Published Sep. 9, 2009

New York Times

Former U.S. Attorney General John Ashcroft may face personal liability for the decisions that led to the detention of a U.S. citizen as a material witness after the Sept. 11 attacks, a federal appeals court panel ruled on Friday.

In the decision, a three-judge panel of the 9th U.S. Circuit Court of Appeals, in San Francisco, was sharply critical of the Bush administration's practice of holding people it suspected of terrorism without charges, as material witnesses.

"We find this to be repugnant to the Constitution, and a painful reminder of some of the most ignominious chapters of our national history," said the opinion, written by Judge Milan Smith Jr.

The lawsuit was brought in 2005 by Abdullah al-Kidd, who was born Lavoni T. Kidd in Kansas and converted to Islam in college. He was arrested in 2003 at Dulles Airport as he prepared to fly to Saudi Arabia for graduate work in Islamic studies, and was held for weeks under a law that allows the indefinite detention of material witnesses to a crime. After his detention, he was ordered to stay with his in-laws in Las Vegas; his travel was restricted over the next year.

Kidd, who was not called as a witness in the case in which he was detained and was never charged with a crime, sued Ashcroft and other officials in 2005, challenging his detention as unconstitutional and saying it cost him his marriage and his job.

Ashcroft, who was represented by the Justice Department, disputed Kidd's version of the facts and claimed his position granted him immunity.

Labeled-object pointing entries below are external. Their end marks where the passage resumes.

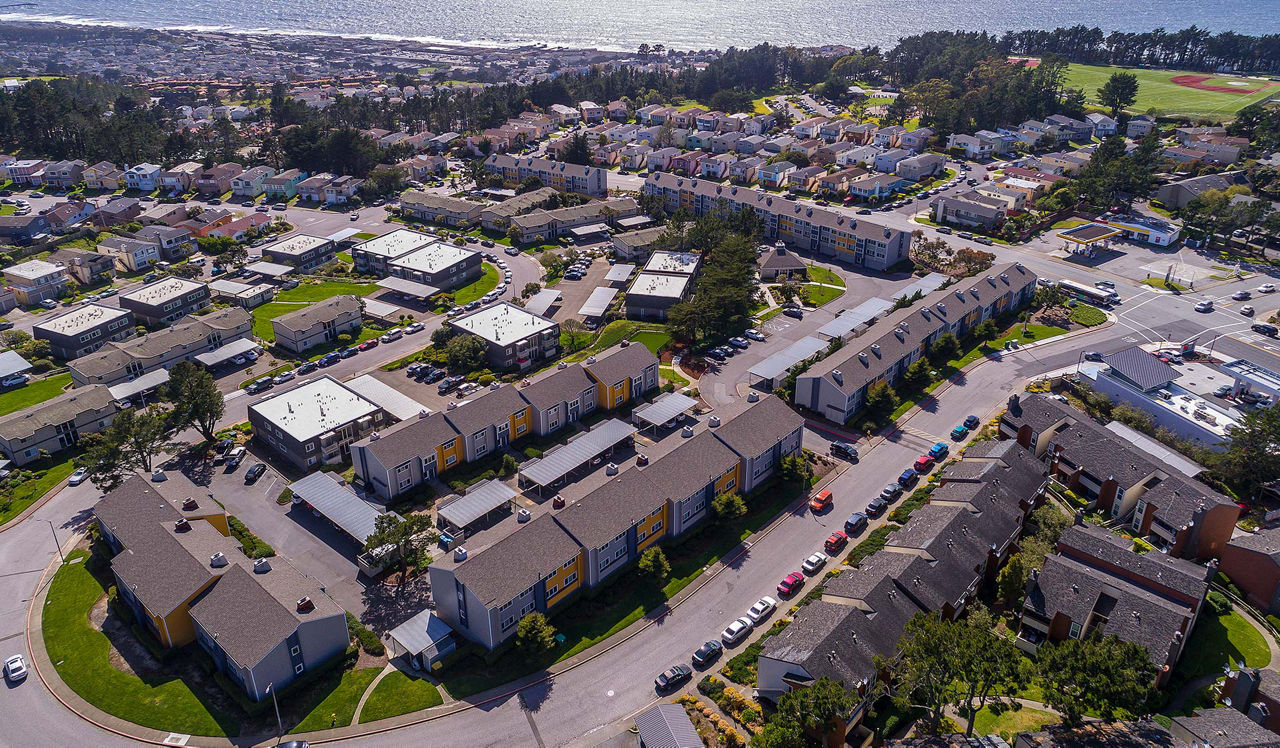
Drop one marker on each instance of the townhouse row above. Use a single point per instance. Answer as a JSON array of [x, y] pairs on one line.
[[808, 227], [836, 386], [416, 451], [484, 592]]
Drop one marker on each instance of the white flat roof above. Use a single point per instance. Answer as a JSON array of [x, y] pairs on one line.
[[682, 263], [81, 319], [433, 258], [503, 323], [296, 245], [164, 290], [314, 407], [663, 286], [394, 243]]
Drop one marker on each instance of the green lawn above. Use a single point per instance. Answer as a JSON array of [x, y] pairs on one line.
[[400, 694], [1223, 639], [81, 656], [487, 282], [1009, 723], [1156, 91], [824, 276], [325, 290], [817, 295], [35, 392], [338, 707]]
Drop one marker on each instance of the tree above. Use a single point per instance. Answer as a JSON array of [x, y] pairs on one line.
[[728, 506], [654, 565], [1119, 92], [1098, 675], [535, 635], [881, 400], [196, 400], [407, 537], [465, 352]]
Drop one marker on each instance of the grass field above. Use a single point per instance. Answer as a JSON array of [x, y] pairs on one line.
[[1156, 92]]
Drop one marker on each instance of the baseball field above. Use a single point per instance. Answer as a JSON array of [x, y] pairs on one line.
[[1180, 92]]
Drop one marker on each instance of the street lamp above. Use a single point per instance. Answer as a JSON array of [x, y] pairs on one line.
[[55, 541]]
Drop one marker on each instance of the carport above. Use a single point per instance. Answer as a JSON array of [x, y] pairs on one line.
[[460, 516], [424, 638], [411, 288], [777, 365], [851, 319], [223, 354], [583, 450], [338, 504], [663, 409]]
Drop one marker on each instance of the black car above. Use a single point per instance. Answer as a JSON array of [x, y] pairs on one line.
[[708, 653], [855, 523], [672, 678]]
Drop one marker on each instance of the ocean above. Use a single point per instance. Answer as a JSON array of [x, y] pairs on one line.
[[624, 24]]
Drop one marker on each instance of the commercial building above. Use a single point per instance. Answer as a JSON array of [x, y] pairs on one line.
[[55, 424], [836, 387], [167, 300], [127, 360], [85, 329], [319, 323], [813, 228], [301, 251], [316, 422], [516, 338]]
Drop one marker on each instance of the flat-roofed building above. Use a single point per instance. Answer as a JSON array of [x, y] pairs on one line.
[[167, 300], [318, 323], [316, 422], [438, 264], [301, 251], [85, 329], [517, 338], [375, 255]]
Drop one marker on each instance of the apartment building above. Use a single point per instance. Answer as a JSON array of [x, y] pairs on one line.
[[85, 329], [167, 300], [836, 387]]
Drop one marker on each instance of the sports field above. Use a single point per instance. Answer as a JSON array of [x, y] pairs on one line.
[[1192, 96]]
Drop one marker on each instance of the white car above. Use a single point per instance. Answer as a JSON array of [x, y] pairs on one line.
[[814, 564], [16, 669], [762, 609], [736, 632]]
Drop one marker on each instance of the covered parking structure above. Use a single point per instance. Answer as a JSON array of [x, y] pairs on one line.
[[583, 450], [472, 510], [225, 352], [776, 366], [408, 288], [663, 409], [851, 319]]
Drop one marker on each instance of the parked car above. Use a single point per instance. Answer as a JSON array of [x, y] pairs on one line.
[[254, 473], [814, 562], [844, 450], [821, 502], [762, 609], [791, 584], [736, 632], [708, 653], [672, 678]]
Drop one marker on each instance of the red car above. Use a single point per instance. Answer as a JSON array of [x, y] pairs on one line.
[[791, 584]]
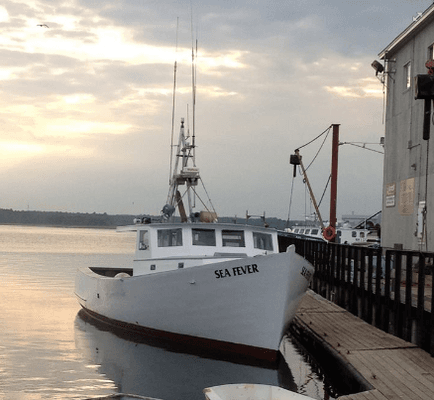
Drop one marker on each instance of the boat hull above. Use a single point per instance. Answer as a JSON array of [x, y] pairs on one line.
[[243, 305]]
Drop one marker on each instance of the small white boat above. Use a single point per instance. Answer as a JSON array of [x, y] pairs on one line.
[[344, 234], [248, 391]]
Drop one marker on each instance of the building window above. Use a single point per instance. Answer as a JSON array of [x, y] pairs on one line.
[[407, 75], [431, 52], [203, 237]]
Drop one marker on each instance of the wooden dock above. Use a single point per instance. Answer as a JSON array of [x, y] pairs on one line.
[[388, 367]]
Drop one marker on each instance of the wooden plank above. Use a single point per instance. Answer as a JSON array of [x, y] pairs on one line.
[[395, 368]]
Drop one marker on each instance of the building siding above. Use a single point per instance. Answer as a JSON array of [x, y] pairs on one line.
[[405, 159]]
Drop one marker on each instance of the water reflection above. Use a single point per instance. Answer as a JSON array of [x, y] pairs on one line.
[[149, 367]]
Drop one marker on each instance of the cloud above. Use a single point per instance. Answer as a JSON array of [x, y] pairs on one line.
[[86, 105]]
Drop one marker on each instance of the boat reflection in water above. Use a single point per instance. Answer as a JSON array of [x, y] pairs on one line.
[[147, 366]]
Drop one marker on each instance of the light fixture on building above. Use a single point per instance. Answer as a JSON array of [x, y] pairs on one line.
[[377, 66]]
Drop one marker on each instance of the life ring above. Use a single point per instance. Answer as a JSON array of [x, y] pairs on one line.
[[329, 233]]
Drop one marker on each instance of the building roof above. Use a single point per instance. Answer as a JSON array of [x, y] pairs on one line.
[[418, 23]]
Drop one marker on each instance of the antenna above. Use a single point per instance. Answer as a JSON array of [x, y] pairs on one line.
[[193, 89], [173, 104]]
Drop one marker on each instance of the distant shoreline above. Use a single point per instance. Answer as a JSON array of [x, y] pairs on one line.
[[97, 221]]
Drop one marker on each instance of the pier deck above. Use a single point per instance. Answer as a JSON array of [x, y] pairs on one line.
[[395, 369]]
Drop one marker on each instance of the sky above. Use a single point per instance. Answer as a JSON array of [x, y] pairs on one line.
[[86, 101]]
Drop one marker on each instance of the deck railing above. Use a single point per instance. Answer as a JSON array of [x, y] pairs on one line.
[[390, 289]]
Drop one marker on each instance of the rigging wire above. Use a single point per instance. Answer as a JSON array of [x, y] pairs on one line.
[[362, 147], [328, 129], [290, 201], [425, 210], [322, 145], [325, 189]]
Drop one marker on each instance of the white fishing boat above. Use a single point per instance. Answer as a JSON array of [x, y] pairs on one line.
[[194, 279], [212, 284], [249, 391]]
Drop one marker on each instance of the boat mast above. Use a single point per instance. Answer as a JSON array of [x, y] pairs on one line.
[[298, 161]]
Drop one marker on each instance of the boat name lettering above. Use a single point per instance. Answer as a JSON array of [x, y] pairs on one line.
[[306, 273], [236, 271]]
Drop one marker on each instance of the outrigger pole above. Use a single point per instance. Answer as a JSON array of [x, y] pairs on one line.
[[328, 233], [334, 181]]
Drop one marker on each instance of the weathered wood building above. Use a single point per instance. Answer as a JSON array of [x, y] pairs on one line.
[[408, 180]]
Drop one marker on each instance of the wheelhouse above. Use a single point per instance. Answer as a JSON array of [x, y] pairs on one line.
[[162, 247]]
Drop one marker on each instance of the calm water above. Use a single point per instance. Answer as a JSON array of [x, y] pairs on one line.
[[47, 351]]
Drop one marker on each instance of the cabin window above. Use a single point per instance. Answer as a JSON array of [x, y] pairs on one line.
[[144, 240], [262, 241], [169, 237], [203, 237], [233, 238], [407, 75]]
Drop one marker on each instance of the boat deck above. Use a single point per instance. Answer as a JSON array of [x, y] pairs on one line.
[[394, 368]]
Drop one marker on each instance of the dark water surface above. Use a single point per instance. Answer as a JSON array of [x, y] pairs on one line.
[[48, 351]]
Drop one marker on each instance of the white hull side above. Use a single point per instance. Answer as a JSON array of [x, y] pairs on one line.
[[252, 309]]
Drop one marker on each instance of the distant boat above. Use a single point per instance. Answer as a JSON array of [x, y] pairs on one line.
[[225, 286], [344, 234], [249, 391]]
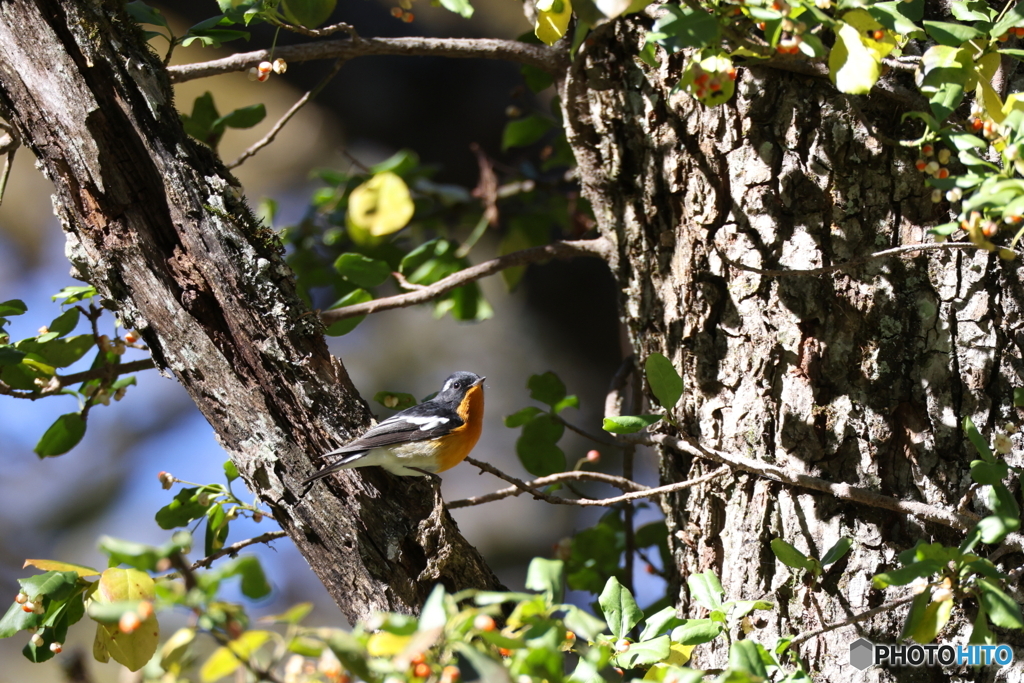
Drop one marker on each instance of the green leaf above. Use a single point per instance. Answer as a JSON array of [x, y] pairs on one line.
[[620, 608], [988, 473], [665, 382], [644, 653], [932, 621], [12, 307], [183, 509], [61, 436], [546, 577], [744, 655], [360, 270], [952, 35], [246, 117], [395, 400], [461, 7], [65, 323], [696, 631], [681, 27], [979, 443], [836, 553], [537, 445], [706, 590], [1001, 609], [525, 131], [143, 13], [903, 575], [309, 13], [792, 557], [216, 528], [547, 388], [521, 417], [344, 327], [628, 424]]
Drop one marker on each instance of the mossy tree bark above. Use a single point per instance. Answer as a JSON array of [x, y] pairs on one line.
[[861, 377], [157, 224]]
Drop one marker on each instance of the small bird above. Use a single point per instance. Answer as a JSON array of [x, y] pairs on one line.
[[427, 438]]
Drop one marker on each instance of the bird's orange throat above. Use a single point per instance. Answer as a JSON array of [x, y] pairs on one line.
[[462, 439], [471, 413]]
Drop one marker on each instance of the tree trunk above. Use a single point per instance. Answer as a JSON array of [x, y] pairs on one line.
[[157, 224], [861, 377]]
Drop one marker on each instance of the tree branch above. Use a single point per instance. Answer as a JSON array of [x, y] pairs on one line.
[[268, 138], [236, 547], [896, 251], [547, 58], [601, 503], [599, 247], [844, 492], [889, 606]]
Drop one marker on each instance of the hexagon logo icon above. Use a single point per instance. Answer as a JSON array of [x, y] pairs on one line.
[[861, 653]]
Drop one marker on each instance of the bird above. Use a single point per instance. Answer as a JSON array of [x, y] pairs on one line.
[[424, 439]]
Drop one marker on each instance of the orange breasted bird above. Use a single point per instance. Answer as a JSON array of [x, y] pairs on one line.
[[427, 438]]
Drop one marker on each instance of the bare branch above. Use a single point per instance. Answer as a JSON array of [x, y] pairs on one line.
[[844, 492], [236, 547], [602, 503], [600, 247], [577, 475], [268, 138], [548, 58], [889, 606], [896, 251]]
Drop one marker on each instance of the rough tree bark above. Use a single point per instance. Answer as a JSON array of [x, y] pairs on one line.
[[157, 224], [860, 377]]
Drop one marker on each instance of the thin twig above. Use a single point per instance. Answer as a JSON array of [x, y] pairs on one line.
[[889, 606], [600, 247], [844, 492], [548, 58], [602, 503], [58, 382], [896, 251], [268, 138], [574, 475], [236, 547]]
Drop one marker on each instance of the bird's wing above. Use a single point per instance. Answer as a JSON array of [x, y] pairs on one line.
[[419, 423]]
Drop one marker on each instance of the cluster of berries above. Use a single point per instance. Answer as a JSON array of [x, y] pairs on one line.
[[706, 83], [262, 72]]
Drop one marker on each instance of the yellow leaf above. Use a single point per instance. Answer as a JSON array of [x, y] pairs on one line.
[[381, 205], [552, 19], [384, 644], [855, 60], [53, 565], [117, 585]]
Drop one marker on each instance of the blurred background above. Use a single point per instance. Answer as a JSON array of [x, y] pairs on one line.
[[561, 317]]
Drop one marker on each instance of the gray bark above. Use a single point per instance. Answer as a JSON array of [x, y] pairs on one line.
[[860, 378], [157, 223]]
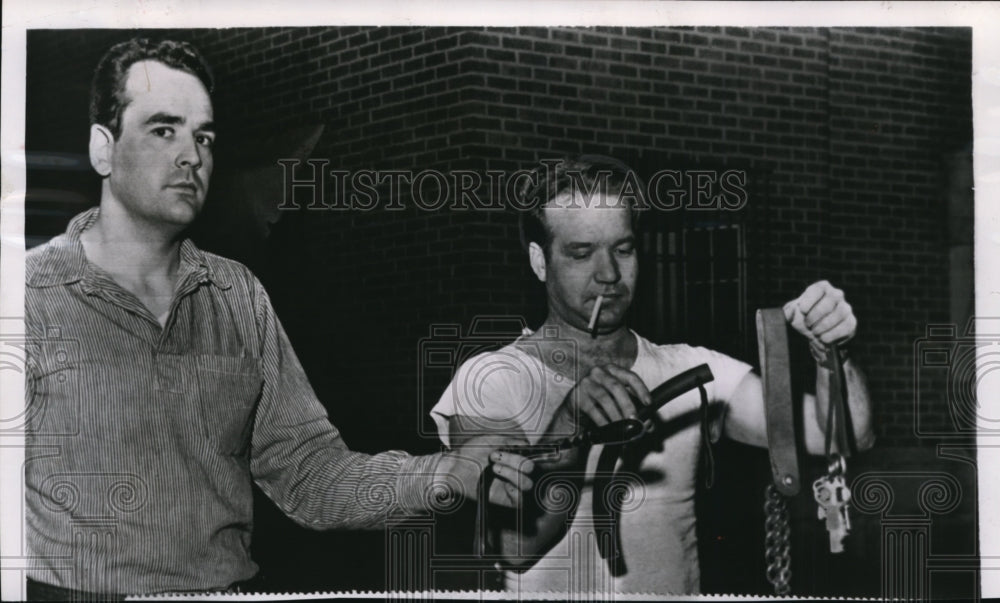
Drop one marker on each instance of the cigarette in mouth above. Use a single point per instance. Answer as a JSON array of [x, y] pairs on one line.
[[592, 326]]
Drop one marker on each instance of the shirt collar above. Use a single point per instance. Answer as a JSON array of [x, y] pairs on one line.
[[62, 261]]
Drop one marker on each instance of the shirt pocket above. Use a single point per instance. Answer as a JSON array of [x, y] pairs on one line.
[[228, 390]]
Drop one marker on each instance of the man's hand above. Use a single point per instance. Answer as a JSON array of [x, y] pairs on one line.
[[460, 469], [823, 315], [605, 395]]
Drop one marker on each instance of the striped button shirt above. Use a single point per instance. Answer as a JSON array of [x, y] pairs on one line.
[[143, 440]]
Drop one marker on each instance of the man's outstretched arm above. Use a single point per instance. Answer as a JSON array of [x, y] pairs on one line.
[[302, 463], [823, 316]]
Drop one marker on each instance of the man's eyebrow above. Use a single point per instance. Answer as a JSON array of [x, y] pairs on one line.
[[164, 118], [177, 120]]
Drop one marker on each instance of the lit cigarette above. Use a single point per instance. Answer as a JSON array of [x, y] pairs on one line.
[[592, 326]]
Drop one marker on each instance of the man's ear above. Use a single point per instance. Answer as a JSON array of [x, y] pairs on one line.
[[537, 257], [101, 144]]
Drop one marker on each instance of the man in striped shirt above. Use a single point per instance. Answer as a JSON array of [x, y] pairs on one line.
[[161, 384]]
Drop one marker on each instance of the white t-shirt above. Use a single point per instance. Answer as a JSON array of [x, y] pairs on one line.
[[657, 520]]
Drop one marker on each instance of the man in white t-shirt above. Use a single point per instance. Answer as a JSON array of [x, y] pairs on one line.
[[576, 370]]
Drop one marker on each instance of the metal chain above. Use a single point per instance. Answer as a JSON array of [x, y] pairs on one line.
[[777, 540]]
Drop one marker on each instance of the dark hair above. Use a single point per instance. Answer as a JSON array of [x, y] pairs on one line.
[[567, 176], [107, 90]]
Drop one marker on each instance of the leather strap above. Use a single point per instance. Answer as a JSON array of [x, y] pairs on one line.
[[838, 420], [606, 502], [775, 368]]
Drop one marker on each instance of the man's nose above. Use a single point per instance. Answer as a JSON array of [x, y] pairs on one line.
[[189, 155], [607, 270]]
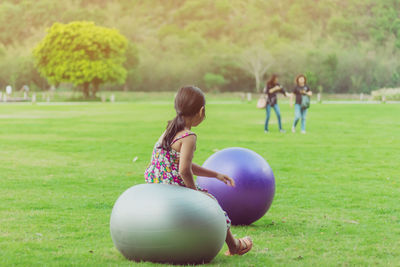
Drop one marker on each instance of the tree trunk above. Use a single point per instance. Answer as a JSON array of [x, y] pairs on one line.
[[86, 90], [257, 81], [95, 89]]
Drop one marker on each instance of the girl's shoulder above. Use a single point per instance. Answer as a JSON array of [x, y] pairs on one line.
[[182, 134]]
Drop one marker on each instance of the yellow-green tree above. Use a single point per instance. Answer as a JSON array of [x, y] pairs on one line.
[[83, 54]]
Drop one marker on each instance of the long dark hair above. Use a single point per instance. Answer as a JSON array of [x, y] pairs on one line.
[[188, 101], [298, 77], [271, 82]]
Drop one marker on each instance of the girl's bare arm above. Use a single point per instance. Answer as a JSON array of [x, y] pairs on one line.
[[200, 171], [185, 161]]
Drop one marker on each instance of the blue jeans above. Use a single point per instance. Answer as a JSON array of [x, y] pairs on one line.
[[300, 113], [278, 115]]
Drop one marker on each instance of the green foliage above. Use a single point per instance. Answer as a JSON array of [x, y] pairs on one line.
[[214, 81], [82, 53], [337, 187], [178, 40]]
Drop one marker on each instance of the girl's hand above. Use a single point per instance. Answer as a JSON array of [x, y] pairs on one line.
[[225, 179]]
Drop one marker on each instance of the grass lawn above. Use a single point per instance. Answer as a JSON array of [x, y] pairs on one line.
[[336, 203]]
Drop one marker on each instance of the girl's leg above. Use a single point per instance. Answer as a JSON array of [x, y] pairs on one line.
[[303, 119], [278, 116], [237, 246], [268, 108], [297, 114]]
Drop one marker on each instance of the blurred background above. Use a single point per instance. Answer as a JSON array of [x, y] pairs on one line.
[[343, 47]]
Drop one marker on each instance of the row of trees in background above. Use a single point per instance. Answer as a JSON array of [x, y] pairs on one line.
[[342, 46]]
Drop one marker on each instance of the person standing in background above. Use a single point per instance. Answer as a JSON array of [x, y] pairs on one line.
[[300, 111], [271, 89]]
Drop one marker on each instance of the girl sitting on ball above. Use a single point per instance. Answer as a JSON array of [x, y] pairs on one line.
[[171, 161]]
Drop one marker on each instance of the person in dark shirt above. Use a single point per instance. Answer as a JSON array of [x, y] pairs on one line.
[[271, 89], [299, 112]]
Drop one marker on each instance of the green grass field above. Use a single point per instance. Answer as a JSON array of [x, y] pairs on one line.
[[336, 203]]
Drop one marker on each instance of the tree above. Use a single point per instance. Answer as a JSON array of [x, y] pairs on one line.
[[256, 61], [83, 54], [214, 81]]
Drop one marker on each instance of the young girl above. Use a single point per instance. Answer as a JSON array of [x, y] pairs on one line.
[[272, 88], [300, 89], [171, 161]]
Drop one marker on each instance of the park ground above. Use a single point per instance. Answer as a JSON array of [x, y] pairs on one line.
[[337, 187]]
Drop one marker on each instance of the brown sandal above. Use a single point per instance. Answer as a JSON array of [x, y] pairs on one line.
[[242, 250]]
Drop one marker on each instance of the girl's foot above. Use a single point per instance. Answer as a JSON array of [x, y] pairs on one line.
[[245, 244]]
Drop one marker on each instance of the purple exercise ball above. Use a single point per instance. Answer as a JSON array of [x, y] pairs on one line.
[[254, 191]]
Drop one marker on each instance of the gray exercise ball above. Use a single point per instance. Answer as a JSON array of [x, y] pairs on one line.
[[167, 223]]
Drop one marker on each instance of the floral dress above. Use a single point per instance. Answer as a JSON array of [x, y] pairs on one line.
[[164, 168]]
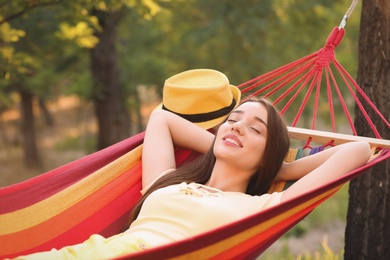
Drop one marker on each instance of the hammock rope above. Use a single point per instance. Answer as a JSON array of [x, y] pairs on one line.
[[289, 81]]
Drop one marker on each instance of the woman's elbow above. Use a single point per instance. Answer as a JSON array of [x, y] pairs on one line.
[[363, 150]]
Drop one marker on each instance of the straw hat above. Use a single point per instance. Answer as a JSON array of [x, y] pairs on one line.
[[202, 96]]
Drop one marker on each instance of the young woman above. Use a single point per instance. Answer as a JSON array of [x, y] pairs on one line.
[[229, 182]]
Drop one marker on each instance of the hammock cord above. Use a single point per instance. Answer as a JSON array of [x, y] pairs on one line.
[[304, 76], [348, 14]]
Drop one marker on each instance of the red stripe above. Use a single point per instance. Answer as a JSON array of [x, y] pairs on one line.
[[45, 185], [62, 225]]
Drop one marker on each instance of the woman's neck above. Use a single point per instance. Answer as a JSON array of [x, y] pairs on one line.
[[227, 178]]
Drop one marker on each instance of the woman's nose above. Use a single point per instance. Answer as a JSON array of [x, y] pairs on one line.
[[238, 127]]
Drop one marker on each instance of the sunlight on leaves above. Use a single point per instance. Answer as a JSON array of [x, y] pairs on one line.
[[8, 34], [81, 34]]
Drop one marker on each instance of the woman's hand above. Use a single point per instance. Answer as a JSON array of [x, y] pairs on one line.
[[316, 170]]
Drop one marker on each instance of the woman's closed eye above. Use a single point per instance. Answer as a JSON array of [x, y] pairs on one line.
[[255, 129]]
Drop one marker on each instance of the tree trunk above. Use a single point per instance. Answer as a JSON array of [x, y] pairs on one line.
[[31, 157], [368, 219], [109, 99]]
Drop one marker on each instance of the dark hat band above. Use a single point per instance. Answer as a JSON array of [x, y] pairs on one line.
[[204, 117]]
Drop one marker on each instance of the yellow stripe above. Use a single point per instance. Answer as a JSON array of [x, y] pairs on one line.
[[219, 247], [45, 209]]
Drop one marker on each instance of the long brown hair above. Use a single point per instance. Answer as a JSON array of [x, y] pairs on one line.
[[200, 169]]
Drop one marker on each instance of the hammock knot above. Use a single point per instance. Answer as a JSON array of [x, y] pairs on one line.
[[325, 56], [335, 37]]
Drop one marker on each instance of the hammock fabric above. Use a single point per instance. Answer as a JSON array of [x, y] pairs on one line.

Lee Gelernt, a lawyer for the American Civil Liberties Union who represented Kidd, called it "an enormous decision" that says "no official, including the attorney general of the United States, can be immune if he adopts and implements an unconstitutional policy."

Material-witness laws, said Ronald L. Carlson, a law professor at the University of Georgia, have generally been used to hold witnesses briefly if they have crucial information but are thought to be likelier to flee than to testify. But during the Bush administration, the use of the law was expanded for use in terrorism investigations, and "the net swept pretty widely," Carlson said.

Charles S. Miller, a spokesman for the Justice Department, said, "We're reviewing the court's ruling." Mark Corallo, a spokesman for Ashcroft, would say only that Ashcroft was reviewing the decision as well.

All three judges on the panel have reputations as politically conservative jurists, with two appointed by former President George W. Bush and the third a Reagan appointee.

Unless Ashcroft appeals the decision, the case will go back to federal district court for further hearings.